Tem dias que acorda tão ela mesma, que se assusta consigo. Levanta arrastada, forçando o pensamento a ser positivo e expulsando a preguiça que corre nas veias. A primeira pessoa que vê, ao acordar, é ela. Encara-se num espelho de dois metros de altura: rosto amassado, cheiro de sono, pele limpinha. Pés de galinha quando os olhos sorriem. Pijama. Amanhece mais dentro de si: sendo o que for, amando como quer, vivendo como deseja – sem o ensejo de querer agradar ninguém, salvo à si. É um tanto raro isso: acordar com olhos sorrindo.
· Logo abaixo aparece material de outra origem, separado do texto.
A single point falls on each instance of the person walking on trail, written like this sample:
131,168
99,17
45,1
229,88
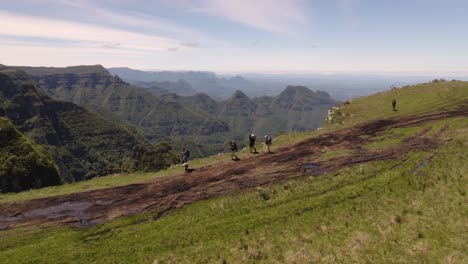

Dança enquanto a rotina desenrola. Arruma seus fios de cabelo, emoldurando-lhe a face. Pinta o rosto, sem querer se esconder de ninguém: a cor só ressalta os traços que o sono desenhou durante a noite. Não há corretivo que expulse os sonhos dos olhos. Não há máscara que esconda o que a noite esculpiu. Ela rodopia em frente ao espelho, feito bailarina descoordenada, sobre suas sapatilhas pretas. O azul tornou-se fiel companheiro de todos os dias. O relógio tiquetaqueia com a pressa de uma criança frente à um brinquedo muito colorido. O café esquenta o dia já quente. E ela sorri para si, vendo-a tão ela mesma, que se assusta consigo.
Risca o asfalto, olhando a volta. Olhando em volta. Olhando o tudo e o nada. Atualiza-se dos assuntos banais. Alimenta o vício perante Candy Crush. Admira o motorista. Abre o quebra-sol e se olha, e se ajeita e pinta a boca de cor de rosa. E está tão ela mesma, que se assusta consigo. Está tão ela mesma, que tem o riso nos olhos. Está tão ela mesma, que o relógio não assusta. Tão sendo ela e só ela e do jeito dela, que o mundo e os estereótipos e a sociedade, pouco importam.
Ela acorda tão ela mesma, que se assusta consigo: e se basta.